Dengan gemuruh suara tembakan yang mengalihkan perhatian di luar pagar, Rani, Dion, dan Maya berlari menuju dasar Menara Pemancar Militer di Bukit Merah. Menara itu menjulang tinggi, puncaknya menghilang ke dalam lapisan kabut tebal.

Rani melihat ke atas. Tidak ada tangga luar. Hanya struktur baja yang halus.
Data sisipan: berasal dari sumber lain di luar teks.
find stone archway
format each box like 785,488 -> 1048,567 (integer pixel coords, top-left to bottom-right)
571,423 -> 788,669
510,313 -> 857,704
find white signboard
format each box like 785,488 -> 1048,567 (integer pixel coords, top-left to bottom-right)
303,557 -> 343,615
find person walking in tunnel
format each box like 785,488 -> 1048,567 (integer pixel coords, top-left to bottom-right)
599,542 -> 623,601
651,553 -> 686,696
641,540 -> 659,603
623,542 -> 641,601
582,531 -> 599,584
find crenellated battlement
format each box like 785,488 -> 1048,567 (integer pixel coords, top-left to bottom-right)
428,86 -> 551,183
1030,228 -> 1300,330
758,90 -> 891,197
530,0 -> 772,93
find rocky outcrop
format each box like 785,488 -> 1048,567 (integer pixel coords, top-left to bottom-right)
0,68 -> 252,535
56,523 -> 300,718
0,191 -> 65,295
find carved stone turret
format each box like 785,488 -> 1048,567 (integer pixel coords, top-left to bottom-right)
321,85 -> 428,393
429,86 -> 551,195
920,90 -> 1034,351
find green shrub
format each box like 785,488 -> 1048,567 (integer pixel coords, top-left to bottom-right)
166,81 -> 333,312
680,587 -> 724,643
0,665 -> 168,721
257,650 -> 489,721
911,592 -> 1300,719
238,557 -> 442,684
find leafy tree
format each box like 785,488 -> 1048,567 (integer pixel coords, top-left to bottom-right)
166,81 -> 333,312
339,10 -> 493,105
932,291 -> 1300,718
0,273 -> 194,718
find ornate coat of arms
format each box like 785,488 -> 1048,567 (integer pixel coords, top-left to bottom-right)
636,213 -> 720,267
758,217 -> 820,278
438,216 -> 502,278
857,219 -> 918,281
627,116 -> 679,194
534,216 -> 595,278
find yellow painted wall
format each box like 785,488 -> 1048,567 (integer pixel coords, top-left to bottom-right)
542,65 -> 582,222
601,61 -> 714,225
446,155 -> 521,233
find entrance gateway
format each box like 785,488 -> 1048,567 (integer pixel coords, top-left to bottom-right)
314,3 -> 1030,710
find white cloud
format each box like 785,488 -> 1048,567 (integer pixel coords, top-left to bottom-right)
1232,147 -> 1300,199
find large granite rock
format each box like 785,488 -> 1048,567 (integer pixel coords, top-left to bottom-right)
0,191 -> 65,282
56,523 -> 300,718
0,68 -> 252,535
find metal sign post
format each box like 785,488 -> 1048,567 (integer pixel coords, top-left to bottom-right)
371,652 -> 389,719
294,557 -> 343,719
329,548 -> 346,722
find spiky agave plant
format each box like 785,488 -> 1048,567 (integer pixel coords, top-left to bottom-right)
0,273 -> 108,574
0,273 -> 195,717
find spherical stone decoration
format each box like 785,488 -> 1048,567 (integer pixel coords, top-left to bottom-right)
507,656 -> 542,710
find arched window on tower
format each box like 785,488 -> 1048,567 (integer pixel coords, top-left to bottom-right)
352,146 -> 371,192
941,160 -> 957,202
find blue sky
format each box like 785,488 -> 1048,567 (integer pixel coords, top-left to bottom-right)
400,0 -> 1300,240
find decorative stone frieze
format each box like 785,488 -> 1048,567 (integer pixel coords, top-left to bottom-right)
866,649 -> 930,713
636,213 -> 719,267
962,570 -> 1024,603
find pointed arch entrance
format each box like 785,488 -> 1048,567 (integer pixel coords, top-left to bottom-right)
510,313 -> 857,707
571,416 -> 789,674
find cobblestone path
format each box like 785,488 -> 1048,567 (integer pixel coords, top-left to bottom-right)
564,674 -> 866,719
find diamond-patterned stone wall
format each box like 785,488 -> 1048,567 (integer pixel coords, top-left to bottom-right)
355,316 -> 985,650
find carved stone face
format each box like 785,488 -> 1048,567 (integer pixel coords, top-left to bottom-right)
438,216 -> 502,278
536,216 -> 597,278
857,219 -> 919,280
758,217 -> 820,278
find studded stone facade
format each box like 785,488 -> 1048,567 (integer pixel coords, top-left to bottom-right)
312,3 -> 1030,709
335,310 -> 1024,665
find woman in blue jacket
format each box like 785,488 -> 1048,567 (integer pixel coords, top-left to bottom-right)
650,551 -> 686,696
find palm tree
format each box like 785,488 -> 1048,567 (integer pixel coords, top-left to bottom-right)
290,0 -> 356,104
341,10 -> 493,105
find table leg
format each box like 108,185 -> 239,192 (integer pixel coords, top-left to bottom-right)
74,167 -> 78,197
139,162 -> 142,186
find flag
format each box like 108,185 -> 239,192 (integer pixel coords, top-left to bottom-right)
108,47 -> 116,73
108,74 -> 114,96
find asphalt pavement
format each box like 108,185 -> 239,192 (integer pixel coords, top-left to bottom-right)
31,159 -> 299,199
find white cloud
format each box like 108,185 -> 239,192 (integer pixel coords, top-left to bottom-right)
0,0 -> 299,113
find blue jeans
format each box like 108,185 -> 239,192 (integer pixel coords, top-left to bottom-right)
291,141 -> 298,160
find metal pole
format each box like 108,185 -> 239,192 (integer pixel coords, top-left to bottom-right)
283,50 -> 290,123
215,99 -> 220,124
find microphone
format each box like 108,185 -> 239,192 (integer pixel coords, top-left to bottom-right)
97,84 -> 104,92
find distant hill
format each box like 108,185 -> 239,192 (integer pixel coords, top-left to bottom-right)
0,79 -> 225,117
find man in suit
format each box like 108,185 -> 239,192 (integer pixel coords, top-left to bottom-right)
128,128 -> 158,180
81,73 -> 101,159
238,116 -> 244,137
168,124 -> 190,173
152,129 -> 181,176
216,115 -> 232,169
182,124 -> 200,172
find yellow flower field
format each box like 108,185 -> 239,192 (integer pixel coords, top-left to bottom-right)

Rani: (Berbisik cepat) "Tangga ada di dalam gedung kontrol utama! Kita harus masuk melalui pintu belakang!"

Mereka mencapai bangunan kontrol utama—sebuah kotak beton bertingkat satu di dasar menara. Rani dengan hati-hati memeriksa kunci pintu belakang.

Rani: "Kunci kartu RFID. Maya, kau tetap di sini. Awasi pintu masuk utama. Dion, kau ikut aku! Kita harus masuk sekarang!"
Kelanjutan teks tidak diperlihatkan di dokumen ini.